I guess that when you were working your way up to your illus­trious position of today you had to sit through many interminable meetings, all boring, all stupifyingly dull. Well, the pattern has to be broken somewhere and I'm relying on you to break it. The old ways of doing meetings has to stop and you're the very person to do the stopping.

So let's make 'em fun. Now, before we go on, I remember a tip I read somewhere. Basically you were supposed to give out five coins to each meeting member and when they wanted to speak they had to spend a penny Once they had used up their coins they were done and dusted and couldn't say anything more. It was supposed to make people really cautious about speaking and reluctant to spend all their coins on trivia. Fun? Maybe. But it would also get you quite a reputation as a prat and/or an ineffectual meeting leader. As would other suggestions such as:

fancy dress

food and/or drink (unless it's lunchtime, in which case that's functional not fun; or if you take your team out to a restaurant or down the pub, and then it's not a meeting, it's a bonding session - or a thank you of course: see Rule 17)

games, quizzes or contests of any sort

having small surprises such as chocolates strapped under the chairs

a talking stick (don't ask - a New Age Californian thing)

blindfolds

letting the most junior member chair the meeting.

All of these head towards farce, ruin and idiocy Don't go there.

So how can you fun things up without looking like David Brent? Well, for a start fun doesn't have to mean silly or stupid or unfunny.

Fun means not being stuffy, allowing people to be themselves and to bring their own contribution. Fun means allowing people to share things that have made them laugh without being frowned on. Fun is about letting people tell stories or anecdotes that lighten the mood (just know when to say, 'Right, back to business'). Fun means being flexible enough to allow other suggestions as to where and how you all meet. Perhaps your organization has a great boardroom - could you meet there? Or outside if the weather is good.

The confident manager - that's you - can be flexible because they are relaxed and cool and confident- The stuffy manager is frightened because they feel insecure and seek a rigid approach to prop up their lack of self-confidence.
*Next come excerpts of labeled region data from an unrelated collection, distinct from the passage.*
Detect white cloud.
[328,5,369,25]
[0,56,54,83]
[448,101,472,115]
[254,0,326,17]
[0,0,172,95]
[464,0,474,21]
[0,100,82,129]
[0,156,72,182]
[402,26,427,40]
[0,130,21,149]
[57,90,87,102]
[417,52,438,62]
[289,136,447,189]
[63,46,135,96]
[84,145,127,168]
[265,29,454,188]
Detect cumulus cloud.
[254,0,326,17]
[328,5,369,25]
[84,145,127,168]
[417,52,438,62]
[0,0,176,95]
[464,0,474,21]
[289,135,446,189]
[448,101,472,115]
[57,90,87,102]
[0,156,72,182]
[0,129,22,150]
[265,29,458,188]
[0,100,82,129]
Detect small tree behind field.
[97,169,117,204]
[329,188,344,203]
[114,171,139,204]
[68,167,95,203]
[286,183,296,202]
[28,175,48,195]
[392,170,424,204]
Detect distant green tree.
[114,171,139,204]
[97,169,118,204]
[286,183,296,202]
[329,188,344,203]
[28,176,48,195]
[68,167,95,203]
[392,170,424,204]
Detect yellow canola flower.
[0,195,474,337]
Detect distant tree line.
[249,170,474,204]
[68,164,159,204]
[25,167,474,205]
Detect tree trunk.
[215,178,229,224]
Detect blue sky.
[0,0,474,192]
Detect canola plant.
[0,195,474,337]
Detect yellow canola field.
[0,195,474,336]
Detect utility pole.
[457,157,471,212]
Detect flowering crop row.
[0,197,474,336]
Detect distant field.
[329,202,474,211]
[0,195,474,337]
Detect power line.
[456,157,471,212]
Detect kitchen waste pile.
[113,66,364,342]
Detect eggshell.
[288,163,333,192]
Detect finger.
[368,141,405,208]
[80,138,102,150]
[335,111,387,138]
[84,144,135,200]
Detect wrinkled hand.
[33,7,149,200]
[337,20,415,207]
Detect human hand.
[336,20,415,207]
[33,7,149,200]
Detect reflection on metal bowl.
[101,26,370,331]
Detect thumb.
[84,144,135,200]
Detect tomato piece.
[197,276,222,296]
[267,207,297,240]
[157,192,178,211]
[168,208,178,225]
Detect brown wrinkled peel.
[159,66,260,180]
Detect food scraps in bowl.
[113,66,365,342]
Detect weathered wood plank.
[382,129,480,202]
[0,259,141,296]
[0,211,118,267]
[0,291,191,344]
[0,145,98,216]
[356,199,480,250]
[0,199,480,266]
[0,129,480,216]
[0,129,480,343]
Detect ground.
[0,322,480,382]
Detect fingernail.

6. Make your team better than you

"It is one of the strange ironies of this strange life [that] those who work the hardest, who subject themselves to the strictest discipline, who give up certain pleasurable things in order to achieve a goal, are the happiest people." Brutus Hamilton, decathlon coach

A really good manager, yep that's you again, knows that when their team takes wing and soars, they too will soar. Getting your team to soar takes courage, grit, determination and an overwhelming passion. You have to make members of your team better than you, which means trusting them, getting them the best resources, training them to take over from you, trusting them not to stab you in the back when it's time to take over from you and being confident enough in your own abilities not to be jealous of them when they do take off. Tall order.

It takes quite some manager to carry this one out. You have to be pretty relaxed and secure in your own position. Encouraging your team to bring it on takes guts, quite frankly. Let's take a look at your team. Who've you got there? Which ones will one day fill your shoes? What can you share with them to bring them on?

Shoe-fillers are the ones you want to cultivate and grow. They are the bright ones, the keen ones, the eager beavers. I once had a young assistant who was so sharp he scared me. But when I did move on up, he filled my shoes. And he came with me over several moves, always one step behind. Now the crazy thing was he was better than me in lots of ways but he never chanced his arm and overtook me. It could have been out of respect but 1 doubt it - the industry I worked in was a little cut-throat to say the least. No, it was habit. And once you've built a good team it gets in the habit of having you as the manager and then it feels comfortable with that and doesn't mutiny or overtake you. Teams only do that when they feel resentful or mistrusted. So bring 'em on and train 'em up and make 'em better.